Statement from Renée Hopkins, CEO of the Alliance for Gun Responsibility:
“We applaud Seattle Mayor Tim Burgess and his continued advocacy for domestic violence victims. As a Seattle City Council member, he fought hard to secure funding for positions solely focused on enforcing the firearm surrender component of protection orders. Now, as mayor, he’s once again leading on this issue by putting them into the city’s budget.
Domestic violence situations can quickly turn deadly if a firearm is present. Research shows that in the United States, a woman is fatally shot by her partner every 16 hours. Domestic violence homicides are seldom premeditated: when a firearm is present, women are five times more likely to be killed by an abuser. In more than half of domestic violence homicides in Washington between 2006 to 2015, the abuser had previously been ordered to surrender firearms.
The startling research demonstrates the importance of effectively implementing laws that help remove guns from dangerous hands, including abusers. It’s not enough for a woman to have a protection order that requires firearm surrender, it must be served and enforced in a timely fashion and according to the law. The positions that Mayor Burgess has put in the budget are critical to facilitating the surrender of firearms and will save the lives of women and children in Seattle.
Seattle is a national leader on gun violence prevention, and we applaud Mayor Burgess for his continued leadership. Seattle City Attorney Peter Holmes and Seattle City Council members Lorena Gonzalez and Sally Bagshaw have also been instrumental in prioritizing the removal of firearms from the most dangerous of situations by supporting the recommended regionalization of this work.
The positions Mayor Burgess has requested mirror several positions that King County Executive Dow Constantine put in his budget last week. King County Prosecuting Attorney Dan Satterberg’s office has also championed this effort in King County.

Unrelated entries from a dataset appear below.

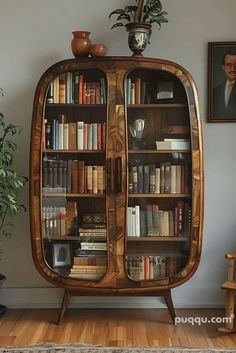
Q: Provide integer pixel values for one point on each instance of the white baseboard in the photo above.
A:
(51, 297)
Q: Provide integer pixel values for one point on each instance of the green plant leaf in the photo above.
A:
(123, 16)
(119, 24)
(116, 12)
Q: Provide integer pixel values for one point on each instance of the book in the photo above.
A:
(80, 135)
(173, 145)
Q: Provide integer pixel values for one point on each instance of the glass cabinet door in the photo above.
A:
(73, 207)
(158, 231)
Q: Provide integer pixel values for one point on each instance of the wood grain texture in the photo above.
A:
(116, 280)
(113, 327)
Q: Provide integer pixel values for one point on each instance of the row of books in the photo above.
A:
(152, 267)
(72, 176)
(93, 245)
(139, 91)
(59, 220)
(138, 268)
(173, 144)
(73, 87)
(74, 135)
(160, 223)
(166, 178)
(87, 272)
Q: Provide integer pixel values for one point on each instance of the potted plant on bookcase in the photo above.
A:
(10, 183)
(139, 18)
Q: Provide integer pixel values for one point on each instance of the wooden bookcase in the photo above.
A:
(112, 212)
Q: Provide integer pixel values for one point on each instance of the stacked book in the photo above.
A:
(165, 178)
(91, 259)
(73, 87)
(59, 219)
(72, 176)
(173, 144)
(149, 267)
(79, 135)
(159, 223)
(88, 267)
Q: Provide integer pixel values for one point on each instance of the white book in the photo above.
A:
(133, 221)
(173, 171)
(95, 136)
(173, 145)
(158, 180)
(178, 179)
(93, 246)
(176, 140)
(65, 136)
(80, 135)
(90, 136)
(61, 136)
(137, 221)
(164, 224)
(129, 220)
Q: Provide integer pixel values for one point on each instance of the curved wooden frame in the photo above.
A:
(115, 281)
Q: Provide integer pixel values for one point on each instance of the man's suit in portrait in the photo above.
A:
(219, 108)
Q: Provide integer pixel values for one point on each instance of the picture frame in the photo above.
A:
(221, 82)
(61, 254)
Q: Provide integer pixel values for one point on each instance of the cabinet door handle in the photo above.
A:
(109, 176)
(118, 175)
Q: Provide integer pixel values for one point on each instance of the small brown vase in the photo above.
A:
(80, 43)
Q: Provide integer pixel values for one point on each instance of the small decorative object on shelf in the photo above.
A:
(137, 132)
(80, 43)
(97, 50)
(140, 18)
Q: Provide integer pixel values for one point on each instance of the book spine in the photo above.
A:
(80, 135)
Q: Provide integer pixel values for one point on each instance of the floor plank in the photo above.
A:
(113, 327)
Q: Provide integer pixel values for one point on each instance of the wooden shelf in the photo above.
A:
(159, 195)
(74, 105)
(157, 151)
(63, 194)
(73, 151)
(62, 238)
(163, 105)
(156, 239)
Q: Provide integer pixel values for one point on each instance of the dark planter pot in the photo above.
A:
(3, 308)
(139, 36)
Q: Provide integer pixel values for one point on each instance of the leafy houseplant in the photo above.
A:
(10, 180)
(138, 20)
(10, 183)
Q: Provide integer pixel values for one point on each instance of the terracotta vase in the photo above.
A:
(80, 43)
(139, 37)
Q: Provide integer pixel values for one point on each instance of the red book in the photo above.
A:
(81, 87)
(99, 136)
(85, 139)
(87, 93)
(81, 177)
(84, 92)
(147, 267)
(104, 129)
(75, 175)
(92, 93)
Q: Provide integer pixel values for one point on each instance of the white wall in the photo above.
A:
(34, 34)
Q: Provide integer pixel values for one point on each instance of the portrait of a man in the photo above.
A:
(222, 82)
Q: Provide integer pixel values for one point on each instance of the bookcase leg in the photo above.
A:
(170, 306)
(64, 304)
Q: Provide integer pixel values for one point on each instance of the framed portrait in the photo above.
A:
(61, 254)
(221, 82)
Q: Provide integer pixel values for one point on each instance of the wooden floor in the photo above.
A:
(109, 327)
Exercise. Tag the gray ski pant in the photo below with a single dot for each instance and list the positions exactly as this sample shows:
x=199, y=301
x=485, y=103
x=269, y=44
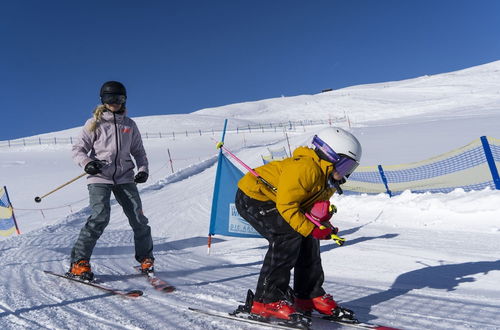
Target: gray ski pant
x=127, y=196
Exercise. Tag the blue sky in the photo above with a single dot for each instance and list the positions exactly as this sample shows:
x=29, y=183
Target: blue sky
x=185, y=55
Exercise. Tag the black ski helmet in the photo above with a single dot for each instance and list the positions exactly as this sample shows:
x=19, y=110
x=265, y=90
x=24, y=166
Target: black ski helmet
x=113, y=87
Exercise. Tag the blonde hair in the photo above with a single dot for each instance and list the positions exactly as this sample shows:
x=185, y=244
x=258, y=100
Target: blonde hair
x=97, y=115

It’s critical that the Seattle City Council and King County Council fully fund these positions in their respective budgets. With the allocation of funding, the City will partner with King County and others in the region on the recommended multi-disciplinary, regionalized and dedicated approach to tackling this public health and public safety priority. Because we know that gun violence does not stop at jurisdictional boundaries, we must step up and enforce the law to reduce the risk of harm for survivors, their families and the community.”